05 R Shiny – Harmony Hub: Spotify Music Analysis & DJ Tool
Background
For my own interest, I wanted to build a tool that connects data analysis with real-world music selection scenarios—especially from a DJ or music producer’s perspective.
I used a cleaned public dataset extracted from the Spotify API, covering thousands of tracks with features like tempo, energy, key, and genre. I built the app using R Shiny, designing two main modules: a music analysis dashboard and a search-based DJ support tool.
Multi-tab app for exploring song attributes and finding compatible tracks.
My Core Contributions
I independently completed the full-stack development of the web app—from data cleaning to UI design to interactivity.
1. Data Preparation & Feature Engineering
- Parsed, cleaned, and formatted release dates, musical keys, and mode labels.
- Mapped key values (0–11) to music notation (C, D#, A, etc.), and converted mode to major/minor.
- Created a release year variable for time-based analysis.
- Used
dplyr
,lubridate
, andtreemap
for wrangling and visualization preparation.
# Process dates
# Process dates
all_clean_songs$track_album_release_date <- sapply(all_clean_songs$track_album_release_date, function(x) {
tryCatch(as.Date(x, format = "%Y/%m/%d"), error = function(e) NA)})
all_clean_songs <- all_clean_songs[!is.na(all_clean_songs$track_album_release_date), ]
all_clean_songs$release_year <- as.integer(format(as.Date(all_clean_songs$track_album_release_date), "%Y"))
# Process mode column, convert 0,1 to minor,major
all_clean_songs$mode_name <- ifelse(all_clean_songs$mode == 1, "major", "minor")
2. Interactive Dashboard Design
- Built a dashboard page called “Top Songs Analysis” with the following features:
- Yearly release histogram showing trends from 1957 to 2020
- Genre + Subgenre tree map to visualize distribution
- Top 100 popular songs filtered by selected year range
- KPI cards showing average tempo, positivity (valence), energy, and dominant genre
- Distribution plots of musical positivity and BPM
- Interactive table to explore top songs with filters
Track-level analysis and top 100 songs based on selected time range.

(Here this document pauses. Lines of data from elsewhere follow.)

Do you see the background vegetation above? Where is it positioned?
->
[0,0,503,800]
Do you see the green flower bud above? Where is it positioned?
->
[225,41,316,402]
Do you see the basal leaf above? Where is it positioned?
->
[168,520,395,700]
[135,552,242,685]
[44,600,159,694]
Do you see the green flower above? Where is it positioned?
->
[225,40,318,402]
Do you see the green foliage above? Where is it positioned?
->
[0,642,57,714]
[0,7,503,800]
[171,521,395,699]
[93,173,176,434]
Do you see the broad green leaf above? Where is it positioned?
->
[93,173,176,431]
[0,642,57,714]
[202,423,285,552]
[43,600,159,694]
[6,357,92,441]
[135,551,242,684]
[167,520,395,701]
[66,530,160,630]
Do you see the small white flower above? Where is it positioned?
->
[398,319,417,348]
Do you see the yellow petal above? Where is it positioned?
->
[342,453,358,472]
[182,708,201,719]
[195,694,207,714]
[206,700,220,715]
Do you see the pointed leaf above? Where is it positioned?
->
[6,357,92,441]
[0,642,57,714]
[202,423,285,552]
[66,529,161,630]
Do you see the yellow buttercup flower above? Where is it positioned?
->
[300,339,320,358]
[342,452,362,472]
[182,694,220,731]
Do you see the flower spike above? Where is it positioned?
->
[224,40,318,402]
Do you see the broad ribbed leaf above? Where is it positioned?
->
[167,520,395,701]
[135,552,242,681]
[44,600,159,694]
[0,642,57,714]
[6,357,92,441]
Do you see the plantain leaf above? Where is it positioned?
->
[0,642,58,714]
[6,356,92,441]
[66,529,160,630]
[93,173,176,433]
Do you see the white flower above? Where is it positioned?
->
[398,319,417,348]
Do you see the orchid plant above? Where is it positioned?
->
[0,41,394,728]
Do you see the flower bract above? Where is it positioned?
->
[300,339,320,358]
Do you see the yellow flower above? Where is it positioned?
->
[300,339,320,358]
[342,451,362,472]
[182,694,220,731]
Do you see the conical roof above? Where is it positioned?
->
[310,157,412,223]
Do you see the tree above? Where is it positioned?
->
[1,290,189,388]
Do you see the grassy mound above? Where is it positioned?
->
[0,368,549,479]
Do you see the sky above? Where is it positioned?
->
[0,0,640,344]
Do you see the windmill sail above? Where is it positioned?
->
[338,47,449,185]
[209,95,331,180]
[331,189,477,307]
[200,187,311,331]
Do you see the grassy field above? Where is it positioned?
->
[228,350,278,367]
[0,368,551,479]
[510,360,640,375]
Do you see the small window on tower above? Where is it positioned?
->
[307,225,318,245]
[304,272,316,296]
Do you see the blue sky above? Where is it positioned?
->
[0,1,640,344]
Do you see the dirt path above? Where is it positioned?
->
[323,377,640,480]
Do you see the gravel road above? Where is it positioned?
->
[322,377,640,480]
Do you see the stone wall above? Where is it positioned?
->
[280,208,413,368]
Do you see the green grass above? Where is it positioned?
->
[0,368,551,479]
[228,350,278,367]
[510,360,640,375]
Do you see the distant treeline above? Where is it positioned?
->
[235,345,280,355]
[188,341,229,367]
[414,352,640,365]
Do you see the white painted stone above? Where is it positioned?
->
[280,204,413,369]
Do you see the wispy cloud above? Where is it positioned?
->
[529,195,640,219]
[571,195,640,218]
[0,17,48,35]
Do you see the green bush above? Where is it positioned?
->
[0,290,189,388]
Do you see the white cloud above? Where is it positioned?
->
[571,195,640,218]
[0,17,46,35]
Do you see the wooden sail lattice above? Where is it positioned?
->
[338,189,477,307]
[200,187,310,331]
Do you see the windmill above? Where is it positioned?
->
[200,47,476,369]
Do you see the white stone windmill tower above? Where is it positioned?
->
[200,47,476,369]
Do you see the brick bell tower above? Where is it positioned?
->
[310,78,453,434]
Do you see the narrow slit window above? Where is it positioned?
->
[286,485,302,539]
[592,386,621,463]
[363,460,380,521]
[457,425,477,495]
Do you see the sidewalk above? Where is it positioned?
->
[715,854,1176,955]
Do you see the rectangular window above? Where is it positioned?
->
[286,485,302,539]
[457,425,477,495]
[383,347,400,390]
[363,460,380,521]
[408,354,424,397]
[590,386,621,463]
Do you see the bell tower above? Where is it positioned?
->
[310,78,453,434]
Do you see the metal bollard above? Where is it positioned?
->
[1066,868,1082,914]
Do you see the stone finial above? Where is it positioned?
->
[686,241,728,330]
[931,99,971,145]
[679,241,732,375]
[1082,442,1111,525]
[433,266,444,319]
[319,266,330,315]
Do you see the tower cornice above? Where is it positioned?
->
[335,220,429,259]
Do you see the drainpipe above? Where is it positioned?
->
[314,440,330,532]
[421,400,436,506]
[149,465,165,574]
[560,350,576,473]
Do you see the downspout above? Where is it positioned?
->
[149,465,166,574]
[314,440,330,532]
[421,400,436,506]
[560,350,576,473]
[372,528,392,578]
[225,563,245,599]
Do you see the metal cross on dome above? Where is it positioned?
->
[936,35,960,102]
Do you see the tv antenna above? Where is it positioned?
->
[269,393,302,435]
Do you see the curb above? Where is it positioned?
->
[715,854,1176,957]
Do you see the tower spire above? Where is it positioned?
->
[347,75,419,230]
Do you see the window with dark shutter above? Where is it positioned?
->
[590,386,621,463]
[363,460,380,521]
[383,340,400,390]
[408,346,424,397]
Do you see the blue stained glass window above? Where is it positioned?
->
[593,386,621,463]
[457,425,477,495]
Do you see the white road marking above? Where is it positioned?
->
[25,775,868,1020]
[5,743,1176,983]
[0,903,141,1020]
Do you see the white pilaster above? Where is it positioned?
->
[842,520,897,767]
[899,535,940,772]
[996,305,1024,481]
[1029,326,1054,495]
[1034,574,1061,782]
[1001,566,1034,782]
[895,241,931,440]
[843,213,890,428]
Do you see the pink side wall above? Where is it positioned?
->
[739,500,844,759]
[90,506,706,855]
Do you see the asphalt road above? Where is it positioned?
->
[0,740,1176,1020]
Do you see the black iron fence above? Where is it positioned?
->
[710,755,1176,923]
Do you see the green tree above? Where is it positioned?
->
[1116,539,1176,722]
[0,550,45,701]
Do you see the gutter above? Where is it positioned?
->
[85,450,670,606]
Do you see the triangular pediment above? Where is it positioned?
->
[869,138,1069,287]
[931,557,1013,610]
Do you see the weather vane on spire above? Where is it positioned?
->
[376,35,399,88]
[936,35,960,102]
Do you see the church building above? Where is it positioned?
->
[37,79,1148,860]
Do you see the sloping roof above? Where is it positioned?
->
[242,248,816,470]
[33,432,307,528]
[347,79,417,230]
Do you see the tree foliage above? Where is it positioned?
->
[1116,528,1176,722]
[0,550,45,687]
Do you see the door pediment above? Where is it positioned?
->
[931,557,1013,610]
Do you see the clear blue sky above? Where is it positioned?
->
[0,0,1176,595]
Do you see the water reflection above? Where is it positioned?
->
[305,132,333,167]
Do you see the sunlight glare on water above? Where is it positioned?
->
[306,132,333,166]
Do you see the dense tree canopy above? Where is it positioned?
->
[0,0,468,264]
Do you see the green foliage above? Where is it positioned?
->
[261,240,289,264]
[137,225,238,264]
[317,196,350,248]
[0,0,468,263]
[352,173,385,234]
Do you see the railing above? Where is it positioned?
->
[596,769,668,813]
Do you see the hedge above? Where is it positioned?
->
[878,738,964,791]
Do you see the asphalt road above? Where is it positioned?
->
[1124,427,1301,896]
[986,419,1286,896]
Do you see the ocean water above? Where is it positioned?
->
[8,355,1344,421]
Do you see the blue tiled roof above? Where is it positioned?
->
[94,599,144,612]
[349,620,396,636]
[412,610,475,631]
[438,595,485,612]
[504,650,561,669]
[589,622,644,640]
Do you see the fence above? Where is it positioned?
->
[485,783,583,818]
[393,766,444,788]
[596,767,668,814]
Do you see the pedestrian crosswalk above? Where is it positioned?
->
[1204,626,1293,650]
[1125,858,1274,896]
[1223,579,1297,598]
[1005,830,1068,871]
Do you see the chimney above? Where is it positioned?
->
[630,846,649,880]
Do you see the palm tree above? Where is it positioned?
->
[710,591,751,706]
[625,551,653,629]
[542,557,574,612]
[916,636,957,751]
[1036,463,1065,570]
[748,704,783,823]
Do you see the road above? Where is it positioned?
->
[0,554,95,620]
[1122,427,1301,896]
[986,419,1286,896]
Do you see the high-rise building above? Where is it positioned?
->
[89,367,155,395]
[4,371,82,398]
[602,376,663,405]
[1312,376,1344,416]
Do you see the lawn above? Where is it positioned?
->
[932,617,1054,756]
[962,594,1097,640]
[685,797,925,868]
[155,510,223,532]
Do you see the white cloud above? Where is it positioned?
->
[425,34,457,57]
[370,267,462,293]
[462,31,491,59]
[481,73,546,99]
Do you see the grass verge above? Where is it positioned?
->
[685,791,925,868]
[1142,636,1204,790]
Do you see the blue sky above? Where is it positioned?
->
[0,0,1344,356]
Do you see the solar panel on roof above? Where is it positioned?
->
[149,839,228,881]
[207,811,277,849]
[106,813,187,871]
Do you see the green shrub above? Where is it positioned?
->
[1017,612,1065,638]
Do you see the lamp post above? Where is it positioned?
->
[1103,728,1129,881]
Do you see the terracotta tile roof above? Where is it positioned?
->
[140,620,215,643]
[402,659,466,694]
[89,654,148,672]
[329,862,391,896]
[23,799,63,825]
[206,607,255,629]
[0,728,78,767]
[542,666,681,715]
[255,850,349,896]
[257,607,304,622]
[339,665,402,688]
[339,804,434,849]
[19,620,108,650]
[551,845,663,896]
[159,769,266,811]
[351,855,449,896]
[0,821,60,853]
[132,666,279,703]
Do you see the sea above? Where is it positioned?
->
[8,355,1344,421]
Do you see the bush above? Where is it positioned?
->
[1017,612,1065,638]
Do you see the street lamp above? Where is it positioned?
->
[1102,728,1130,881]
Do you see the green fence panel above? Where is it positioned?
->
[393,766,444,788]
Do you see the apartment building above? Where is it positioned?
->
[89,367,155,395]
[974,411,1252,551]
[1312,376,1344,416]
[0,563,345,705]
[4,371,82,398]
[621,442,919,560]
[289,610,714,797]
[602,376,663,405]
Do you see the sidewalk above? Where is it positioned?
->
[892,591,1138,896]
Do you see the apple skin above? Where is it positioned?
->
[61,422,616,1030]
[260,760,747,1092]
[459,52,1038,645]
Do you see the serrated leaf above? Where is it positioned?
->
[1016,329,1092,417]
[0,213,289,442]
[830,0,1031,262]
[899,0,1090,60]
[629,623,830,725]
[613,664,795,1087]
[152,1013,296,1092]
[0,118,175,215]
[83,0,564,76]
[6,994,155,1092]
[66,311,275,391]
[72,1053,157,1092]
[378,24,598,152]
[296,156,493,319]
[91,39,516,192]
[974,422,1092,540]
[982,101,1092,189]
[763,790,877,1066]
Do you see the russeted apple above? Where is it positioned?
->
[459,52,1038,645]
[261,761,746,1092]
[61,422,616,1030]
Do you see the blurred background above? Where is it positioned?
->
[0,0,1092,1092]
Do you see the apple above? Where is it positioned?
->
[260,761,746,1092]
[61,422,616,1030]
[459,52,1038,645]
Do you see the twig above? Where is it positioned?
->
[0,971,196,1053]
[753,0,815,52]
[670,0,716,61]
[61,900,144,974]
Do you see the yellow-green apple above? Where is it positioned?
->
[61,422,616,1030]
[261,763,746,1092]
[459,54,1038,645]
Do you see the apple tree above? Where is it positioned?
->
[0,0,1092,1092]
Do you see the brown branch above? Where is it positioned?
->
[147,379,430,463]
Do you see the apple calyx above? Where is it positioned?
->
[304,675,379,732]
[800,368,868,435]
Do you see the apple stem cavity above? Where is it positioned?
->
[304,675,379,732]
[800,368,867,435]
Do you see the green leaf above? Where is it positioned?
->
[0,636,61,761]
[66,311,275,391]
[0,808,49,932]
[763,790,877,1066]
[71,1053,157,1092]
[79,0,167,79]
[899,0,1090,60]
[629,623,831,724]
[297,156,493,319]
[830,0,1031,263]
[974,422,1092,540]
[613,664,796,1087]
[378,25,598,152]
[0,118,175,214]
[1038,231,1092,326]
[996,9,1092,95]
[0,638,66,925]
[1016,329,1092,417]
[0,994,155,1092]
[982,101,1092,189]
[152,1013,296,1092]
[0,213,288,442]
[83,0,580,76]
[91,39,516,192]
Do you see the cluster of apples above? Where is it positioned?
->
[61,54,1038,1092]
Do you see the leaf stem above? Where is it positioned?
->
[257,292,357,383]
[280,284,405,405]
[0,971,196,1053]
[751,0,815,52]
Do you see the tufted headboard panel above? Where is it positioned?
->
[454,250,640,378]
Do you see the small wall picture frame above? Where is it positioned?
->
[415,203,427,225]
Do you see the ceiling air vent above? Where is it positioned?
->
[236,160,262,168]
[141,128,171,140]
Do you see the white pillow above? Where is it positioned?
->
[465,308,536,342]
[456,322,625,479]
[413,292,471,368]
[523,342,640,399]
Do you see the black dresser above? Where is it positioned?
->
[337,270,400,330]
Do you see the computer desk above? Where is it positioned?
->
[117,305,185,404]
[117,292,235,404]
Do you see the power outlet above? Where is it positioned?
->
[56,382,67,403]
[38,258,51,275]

# ==================== UI part==================== #
ui <- dashboardPage(
# Overall dashboard setup
dashboardHeader(title = "Harmony Hub"),
# set the sidebar
dashboardSidebar(
tags$style(".sidebar-menu {font-size:18px;}"),
tags$img(src ="logo.jpg", width ="100%", style ="margin-top:0px; margin-bottom:5px;"),
sidebarMenu(
menuItem("Top Songs Analysis", tabName= "top_songs", icon =icon("chart-bar")),
menuItem("Song-Finder for DJ", tabName = "song_finder", icon = icon("search")),
menuItem("Q&A", tabName ="qa", icon =icon("question-circle")),
menuItem("About", tabName ="about", icon =icon("info-circle"))
)
),
...
3. Song-Finder Tool for DJs
Created a dedicated DJ-oriented track search tool with intelligent filtering:
- Filter by track name, genre, subgenre, key, mode, and tempo (BPM)
- Click on any result to display:
- Spotify embedded preview player
- Track attributes and popularity
- Show harmonic track suggestions based on music theory:
- Compatible BPM range (±10%)
- Harmonic key pairing (e.g., C major → A minor)
- Optional matching by energy & valence
- Built-in UI logic for dynamic subgenre population based on selected genre
DJ search tool with Spotify player and harmonic track recommendations.
Technical Highlights
Feature | Description |
---|---|
R Shiny Framework | Built a modular UI + server app using shinydashboard and DT . |
Music Theory Mapping | Converted numeric key/mode to readable formats for DJ usage. |
Visualizations | Used ggplot2 and treemap for genre exploration and distribution plots. |
Smart Filtering | Implemented multiple layers of filters across genres, keys, and tempos. |
Spotify Integration | Embedded live track previews using Spotify iframe player. |
Data Disclaimer
This project uses a publicly available dataset based on Spotify API information (via Kaggle). The application and insights are created solely for educational and non-commercial purposes.